Thanks also go to… my agent William Callahan, and, of course, Bria Sandford and the team at Sentinel, for mentorship, professional assistance, and friendship.
Best two out of three, apparently. Elsewhere, Andrews’ acknowledgements:
The first person to read many of the chapters of this book was Daniel McCarthy, as director of the Robert Novak Journalism Fellowship at the Fund for American Studies. Without his suggestions, the book would be much worse than it is, and without [their] sponsorship, it would not have been written at all. Other early readers include Andrew Ferguson, David Randall, Curtis Yarvin, and Christopher Caldwell. Their suggestions were priceless; all remaining errors are mine.
That’s not how editing works. Moldbug and Caldwell should have spotted errors and lacunæ. Perhaps they did, and were rebuffed.
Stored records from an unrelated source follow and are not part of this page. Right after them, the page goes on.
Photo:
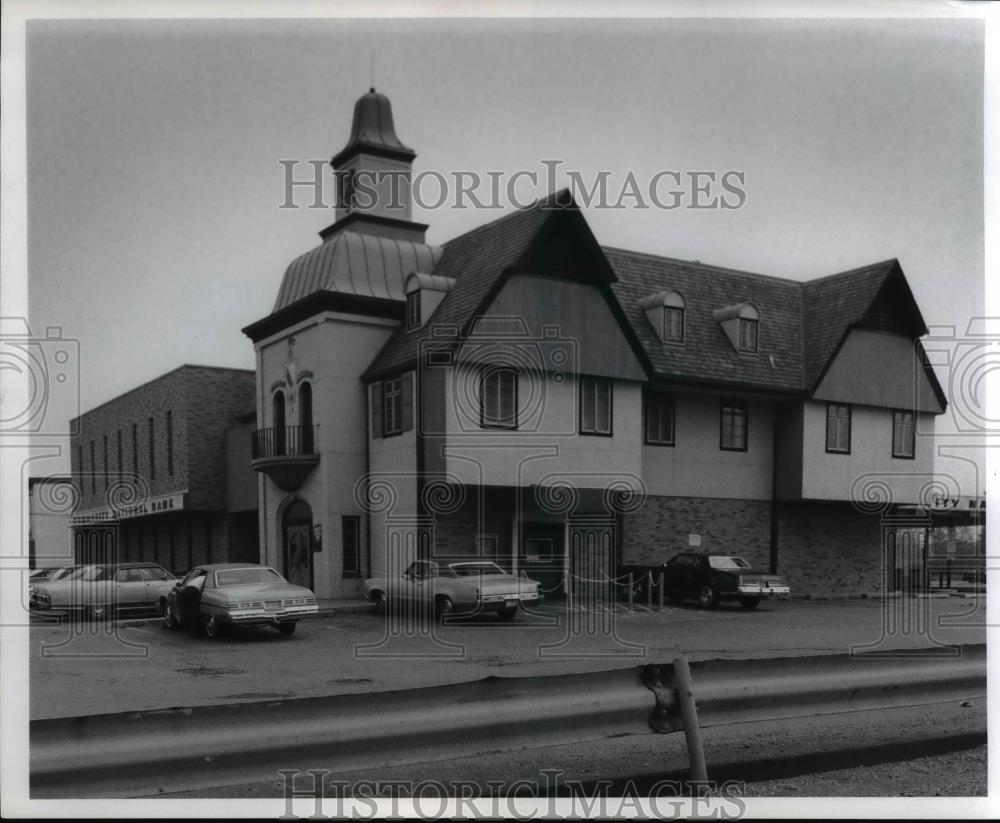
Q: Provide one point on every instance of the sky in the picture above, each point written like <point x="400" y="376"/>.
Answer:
<point x="154" y="182"/>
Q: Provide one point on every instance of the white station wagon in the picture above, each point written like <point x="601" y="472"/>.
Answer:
<point x="466" y="586"/>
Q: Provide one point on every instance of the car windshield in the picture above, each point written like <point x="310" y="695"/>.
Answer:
<point x="243" y="577"/>
<point x="728" y="563"/>
<point x="474" y="569"/>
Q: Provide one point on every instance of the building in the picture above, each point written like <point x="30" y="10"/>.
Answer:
<point x="162" y="472"/>
<point x="49" y="506"/>
<point x="525" y="394"/>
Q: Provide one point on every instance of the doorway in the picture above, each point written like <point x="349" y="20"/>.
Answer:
<point x="544" y="557"/>
<point x="297" y="532"/>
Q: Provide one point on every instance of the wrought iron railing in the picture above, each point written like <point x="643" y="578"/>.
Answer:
<point x="283" y="440"/>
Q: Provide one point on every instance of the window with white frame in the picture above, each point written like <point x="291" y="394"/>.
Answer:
<point x="498" y="398"/>
<point x="838" y="428"/>
<point x="595" y="406"/>
<point x="902" y="434"/>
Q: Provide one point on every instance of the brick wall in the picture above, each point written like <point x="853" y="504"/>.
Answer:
<point x="661" y="527"/>
<point x="829" y="548"/>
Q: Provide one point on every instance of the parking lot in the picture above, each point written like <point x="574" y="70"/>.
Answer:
<point x="80" y="669"/>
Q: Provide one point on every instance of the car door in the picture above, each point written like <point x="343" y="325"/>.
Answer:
<point x="129" y="588"/>
<point x="158" y="581"/>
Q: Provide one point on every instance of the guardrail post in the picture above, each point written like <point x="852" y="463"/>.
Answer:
<point x="689" y="714"/>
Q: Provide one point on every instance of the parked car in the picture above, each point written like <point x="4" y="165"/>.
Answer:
<point x="55" y="590"/>
<point x="716" y="577"/>
<point x="214" y="597"/>
<point x="465" y="586"/>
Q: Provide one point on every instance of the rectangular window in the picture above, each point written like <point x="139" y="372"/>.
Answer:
<point x="375" y="404"/>
<point x="748" y="335"/>
<point x="659" y="418"/>
<point x="733" y="435"/>
<point x="902" y="435"/>
<point x="595" y="406"/>
<point x="135" y="450"/>
<point x="413" y="310"/>
<point x="170" y="443"/>
<point x="838" y="428"/>
<point x="673" y="324"/>
<point x="397" y="405"/>
<point x="152" y="450"/>
<point x="351" y="528"/>
<point x="498" y="399"/>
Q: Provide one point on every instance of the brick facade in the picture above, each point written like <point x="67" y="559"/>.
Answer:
<point x="173" y="434"/>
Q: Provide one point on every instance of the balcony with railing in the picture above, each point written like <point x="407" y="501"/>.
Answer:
<point x="286" y="454"/>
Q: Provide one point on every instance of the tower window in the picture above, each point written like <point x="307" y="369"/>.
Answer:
<point x="413" y="310"/>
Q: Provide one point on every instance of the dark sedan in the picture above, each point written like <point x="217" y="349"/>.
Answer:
<point x="712" y="578"/>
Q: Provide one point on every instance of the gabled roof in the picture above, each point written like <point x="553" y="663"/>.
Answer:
<point x="479" y="261"/>
<point x="706" y="354"/>
<point x="831" y="306"/>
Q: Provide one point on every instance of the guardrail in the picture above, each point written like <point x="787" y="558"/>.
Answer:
<point x="194" y="748"/>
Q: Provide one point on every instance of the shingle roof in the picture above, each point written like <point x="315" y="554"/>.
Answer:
<point x="831" y="305"/>
<point x="475" y="261"/>
<point x="706" y="354"/>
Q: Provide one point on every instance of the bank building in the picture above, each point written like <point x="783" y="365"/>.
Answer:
<point x="522" y="393"/>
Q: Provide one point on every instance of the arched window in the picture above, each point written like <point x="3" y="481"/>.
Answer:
<point x="305" y="417"/>
<point x="279" y="422"/>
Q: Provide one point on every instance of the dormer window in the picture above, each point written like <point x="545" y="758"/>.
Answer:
<point x="665" y="312"/>
<point x="740" y="323"/>
<point x="413" y="310"/>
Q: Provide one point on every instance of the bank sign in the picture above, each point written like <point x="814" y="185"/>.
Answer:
<point x="152" y="505"/>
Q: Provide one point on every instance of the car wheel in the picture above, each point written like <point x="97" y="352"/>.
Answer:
<point x="212" y="627"/>
<point x="708" y="597"/>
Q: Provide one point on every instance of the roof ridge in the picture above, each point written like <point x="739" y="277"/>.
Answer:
<point x="699" y="265"/>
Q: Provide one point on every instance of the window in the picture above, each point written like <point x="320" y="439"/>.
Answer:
<point x="396" y="406"/>
<point x="152" y="449"/>
<point x="838" y="429"/>
<point x="498" y="399"/>
<point x="351" y="528"/>
<point x="170" y="443"/>
<point x="902" y="435"/>
<point x="733" y="435"/>
<point x="595" y="406"/>
<point x="659" y="418"/>
<point x="413" y="310"/>
<point x="673" y="324"/>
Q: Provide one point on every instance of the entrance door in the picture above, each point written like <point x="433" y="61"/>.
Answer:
<point x="297" y="528"/>
<point x="544" y="557"/>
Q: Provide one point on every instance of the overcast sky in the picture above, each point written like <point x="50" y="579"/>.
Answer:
<point x="154" y="148"/>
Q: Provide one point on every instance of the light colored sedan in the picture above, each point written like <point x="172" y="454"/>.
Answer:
<point x="464" y="586"/>
<point x="214" y="597"/>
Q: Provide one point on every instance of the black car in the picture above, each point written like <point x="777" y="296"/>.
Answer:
<point x="712" y="578"/>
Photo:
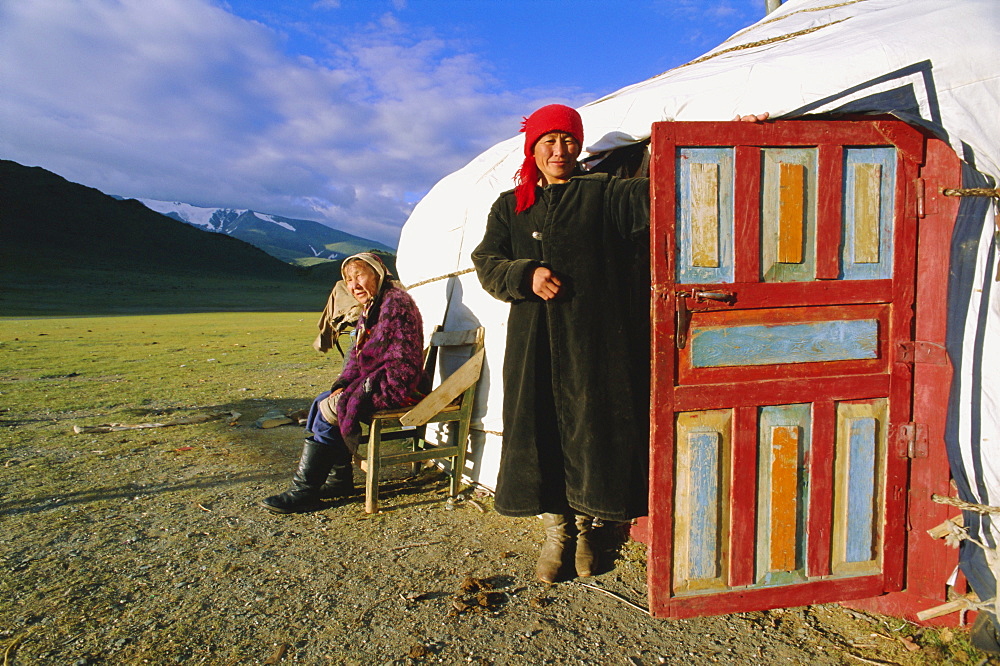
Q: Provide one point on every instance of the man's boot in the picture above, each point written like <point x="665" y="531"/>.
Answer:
<point x="340" y="482"/>
<point x="586" y="551"/>
<point x="314" y="466"/>
<point x="550" y="560"/>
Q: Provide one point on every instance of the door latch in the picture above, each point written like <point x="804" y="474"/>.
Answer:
<point x="684" y="313"/>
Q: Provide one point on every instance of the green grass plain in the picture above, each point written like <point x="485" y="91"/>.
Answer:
<point x="91" y="370"/>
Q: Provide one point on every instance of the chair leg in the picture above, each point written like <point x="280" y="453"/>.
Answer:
<point x="373" y="460"/>
<point x="458" y="462"/>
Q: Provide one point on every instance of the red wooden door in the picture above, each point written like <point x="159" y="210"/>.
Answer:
<point x="783" y="276"/>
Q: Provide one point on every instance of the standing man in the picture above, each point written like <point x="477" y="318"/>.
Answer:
<point x="567" y="250"/>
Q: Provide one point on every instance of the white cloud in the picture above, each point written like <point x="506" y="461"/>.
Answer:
<point x="181" y="100"/>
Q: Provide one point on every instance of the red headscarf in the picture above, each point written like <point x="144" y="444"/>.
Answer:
<point x="551" y="118"/>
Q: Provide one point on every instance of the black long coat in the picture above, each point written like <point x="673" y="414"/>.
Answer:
<point x="576" y="370"/>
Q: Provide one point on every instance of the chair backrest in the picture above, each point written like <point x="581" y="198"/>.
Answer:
<point x="461" y="383"/>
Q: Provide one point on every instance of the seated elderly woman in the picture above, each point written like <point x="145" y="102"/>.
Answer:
<point x="381" y="371"/>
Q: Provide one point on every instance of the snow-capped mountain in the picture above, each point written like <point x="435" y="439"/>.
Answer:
<point x="301" y="242"/>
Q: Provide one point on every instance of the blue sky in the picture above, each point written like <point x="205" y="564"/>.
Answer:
<point x="340" y="111"/>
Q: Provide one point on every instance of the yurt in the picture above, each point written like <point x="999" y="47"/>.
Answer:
<point x="825" y="316"/>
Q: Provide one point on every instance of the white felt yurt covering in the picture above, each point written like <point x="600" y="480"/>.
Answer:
<point x="930" y="63"/>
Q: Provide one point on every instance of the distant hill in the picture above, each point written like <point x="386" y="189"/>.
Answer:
<point x="300" y="242"/>
<point x="71" y="249"/>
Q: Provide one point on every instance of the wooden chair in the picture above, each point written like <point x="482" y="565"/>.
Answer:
<point x="449" y="402"/>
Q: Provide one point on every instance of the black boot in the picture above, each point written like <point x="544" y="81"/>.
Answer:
<point x="304" y="494"/>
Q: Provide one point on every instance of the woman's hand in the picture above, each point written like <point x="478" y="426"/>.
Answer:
<point x="545" y="284"/>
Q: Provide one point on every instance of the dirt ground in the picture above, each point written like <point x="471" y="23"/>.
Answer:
<point x="149" y="546"/>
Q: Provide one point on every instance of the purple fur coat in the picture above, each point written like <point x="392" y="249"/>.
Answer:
<point x="385" y="370"/>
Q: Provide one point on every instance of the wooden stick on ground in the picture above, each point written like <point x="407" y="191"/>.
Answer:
<point x="184" y="420"/>
<point x="616" y="596"/>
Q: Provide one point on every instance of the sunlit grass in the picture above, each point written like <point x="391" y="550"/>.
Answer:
<point x="115" y="368"/>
If only there were a way to find out.
The obvious alternate course of action will also fall through
While one does not need a publisher to produce a book anymore, the converse course of action is tempting but always results in disaster.
The self-published author does not believe he needs a copy-editor, an editor, or a verificationist, much less a typesetter or a designer. Nor does he believe any aspect of the physical volume, such as dimensions, paper stock, or especially binding, needs to be “designed.”
Everyone whose self-published volumes could never have appeared under an oligopolist imprint, or any you have otherwise enjoyed, fall into the foregoing taxonomy. The publishing industry will ruin your book and steal your money, but you the author are simply not qualified to run your own show by yourself.
I indeed do know better and I am among the last of my race.